2018/12/24 3:00 p.m.
――……分厚いガラスでできた球にでも閉じ込められたような息苦しさに、アルヴァは「うう……」と小さく唸りながら薄っすら目を開けた。
明るさが目を射す。
刺激に目をしばたかせながら、アルヴァはぐるりと周囲を見回した。雑踏だ。アルヴァは今、雑踏のど真ん中にいる。
なんでこんなところに、今まで私は何をして――。
そう考えながら、自分の体を見下ろしたアルヴァは、ぎょっと目を見張った。
「剣がない……!?」
剣が無ければ、皮の胸当てもない。白いシャツと、黒いズボンだけ。アルヴァが身に纏っているのは、それだけだった。
一体どういうことだ、とアルヴァは周囲にぐるりと目を向ける。
ひょろりと長い棒の上、鎮座する時計らしき物には数字が無い。が、その針はおおよそ三時の位置を示している。そこから目を上げ、目に映るのは背の高い建物。空には、春には似つかわしくない、今にも雪を降らせそうな雲が垂れこめている。
それから、その空の下、不自然に自分を避けていく人々。アルヴァの周りを往来する人々は、背を丸めていたり、薄い板を耳元にあてて何事か呟いていたり、と不思議な様子で――アルヴァなど見えていないように、しかし確実に彼女を避けて歩いていく。
流石のアルヴァも、動揺と混乱を隠せなかった。そばに誰もいないからなおさらだ。
誰か。誰か、私が見えている人はいないのか。
そう思いながら、アルヴァは早くなる鼓動を押さえて、周囲を見回す。そんな彼女の頬から冷や汗が宙を舞う。しばらくキョロキョロしていた彼女の黄色味の強い目は、くすんだ金の頭を見つけた。はぁっ、と強く息を吐いて、アルヴァはその金の頭の男のもとへ足を踏み出した。

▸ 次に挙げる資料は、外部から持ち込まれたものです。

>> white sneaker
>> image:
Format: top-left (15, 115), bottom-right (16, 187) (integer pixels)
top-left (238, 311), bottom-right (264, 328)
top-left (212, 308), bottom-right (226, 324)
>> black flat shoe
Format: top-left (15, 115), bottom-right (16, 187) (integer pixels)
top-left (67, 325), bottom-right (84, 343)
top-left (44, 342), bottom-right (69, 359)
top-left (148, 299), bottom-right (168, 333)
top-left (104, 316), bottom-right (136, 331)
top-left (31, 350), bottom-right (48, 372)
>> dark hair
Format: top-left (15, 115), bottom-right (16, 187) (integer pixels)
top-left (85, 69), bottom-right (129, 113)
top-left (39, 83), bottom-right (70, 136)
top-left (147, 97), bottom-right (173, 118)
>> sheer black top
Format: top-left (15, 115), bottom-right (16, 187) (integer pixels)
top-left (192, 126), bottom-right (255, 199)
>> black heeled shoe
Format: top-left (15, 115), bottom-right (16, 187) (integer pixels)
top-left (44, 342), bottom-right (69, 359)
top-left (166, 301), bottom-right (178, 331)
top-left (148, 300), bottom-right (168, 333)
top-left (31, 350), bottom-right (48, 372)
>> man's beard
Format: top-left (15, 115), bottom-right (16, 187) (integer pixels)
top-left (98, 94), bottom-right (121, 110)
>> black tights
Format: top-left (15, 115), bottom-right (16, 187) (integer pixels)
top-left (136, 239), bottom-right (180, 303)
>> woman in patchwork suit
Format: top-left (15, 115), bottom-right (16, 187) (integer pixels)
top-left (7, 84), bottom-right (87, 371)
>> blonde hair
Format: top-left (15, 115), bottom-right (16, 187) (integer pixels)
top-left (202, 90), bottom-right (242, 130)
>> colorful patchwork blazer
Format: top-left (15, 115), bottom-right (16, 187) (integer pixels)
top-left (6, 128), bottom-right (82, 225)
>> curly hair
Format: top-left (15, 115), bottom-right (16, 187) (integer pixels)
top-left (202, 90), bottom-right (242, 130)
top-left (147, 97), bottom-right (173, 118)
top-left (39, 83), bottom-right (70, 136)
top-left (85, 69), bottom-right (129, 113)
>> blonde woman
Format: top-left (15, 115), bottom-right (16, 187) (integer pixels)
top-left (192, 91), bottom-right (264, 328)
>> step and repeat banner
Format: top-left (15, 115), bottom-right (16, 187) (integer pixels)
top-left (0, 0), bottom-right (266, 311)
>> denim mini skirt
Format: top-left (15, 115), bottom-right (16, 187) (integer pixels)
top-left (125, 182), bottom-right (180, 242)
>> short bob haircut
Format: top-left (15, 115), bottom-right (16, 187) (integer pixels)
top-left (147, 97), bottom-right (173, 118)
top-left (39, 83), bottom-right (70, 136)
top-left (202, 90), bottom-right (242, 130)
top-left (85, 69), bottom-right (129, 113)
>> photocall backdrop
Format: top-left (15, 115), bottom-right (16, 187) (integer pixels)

彼女が駆け寄る足音に気が付いたのか、赤紫の目がアルヴァを映し、そしてほんの少し大きくなる。
「ケネス!」
「アルヴァ!」
互いに名を呼びあって、ほとんど抱き合うようにして相手を確かめる。寝る前と特に変わりのない様子に、アルヴァは安堵して、俯いて彼の肩に額を当てて息を吐く。
まるで長らく離れていたかのような振る舞いの二人に、そっと声がかかった。
「人込みで抱き合うのもアレだ。少し端に行ったら……」
驚いて顔をあげたアルヴァの視線の先、ケネスの肩越しに見えているのは、エクリクシス。いつからいたんだ、と言うアルヴァの声に、ケネスも首を回して後ろを見ている。
エクリクシスは曖昧に笑ってから、雑踏の向こう側、ショーウィンドウの方を指さしてフヨフヨと飛んで行ってしまった。
アルヴァとケネスは顔を見合わせて、彼の小さな背中を追って歩き出す。
雑踏を横切っても、アルヴァたちは道行く人々と袖一つぶつからなかった。
――まるで、私たちはここにいないみたいだ。そんな風に思いながら、アルヴァは唾を飲みこんだ。
「……で、これはどういうことだ?」
ケネスの声に、アルヴァは「わからない」と首を振る。ここがどこなのかも見当が付かない。
寝ている間に誰かに連れて来られてしまったのだろうか。弟たちは無事なのか。様々なことがアルヴァの頭に浮かんでは消えていく。
「ここがどこなのかもわからない。――ルカが居れば、もしかしたらここがどういう場所なのかわかったかもな」
あの子は頭がいいから、とアルヴァは周囲を見回しながら呟く。
灰色の多い建物は、空を突き破るように天に向かって伸びている。高さだけで言えば、アングレニス王国最大の城のイグナール城より大きいかもしれない。
――本当に、ここはいったいどこなんだ。
不安そうに眉を寄せながら、アルヴァはジリっと地面を踏みしめ――自分が何か踏んでいることに気が付いた。
そこにあったのは、足跡の付いてしまった、灰色の薄い紙の束だった。
見出し思しき大きな字には『都心』『初雪』と書かれているようだ。その横に細かい文字がびっしり。それから文字に囲まれて精巧な挿絵が入れられている。
右上には、『二〇一八年 十二月 二十四日』とあった。
アルヴァはその見たこともない文字に目を通し、「初雪か……」と呟いて、はたと動きを止めた。
――知らない文字を、理解できている。
違和感の一つもなく、この目の前の細かい文字は、アルヴァに内容を伝えてきている。
本当に、これは一体全体どういうことだ。
私達は、何に巻き込まれたんだ?
アルヴァは灰色の紙に目を落としたまま、粘着く唾をゴクリと飲み込んだ。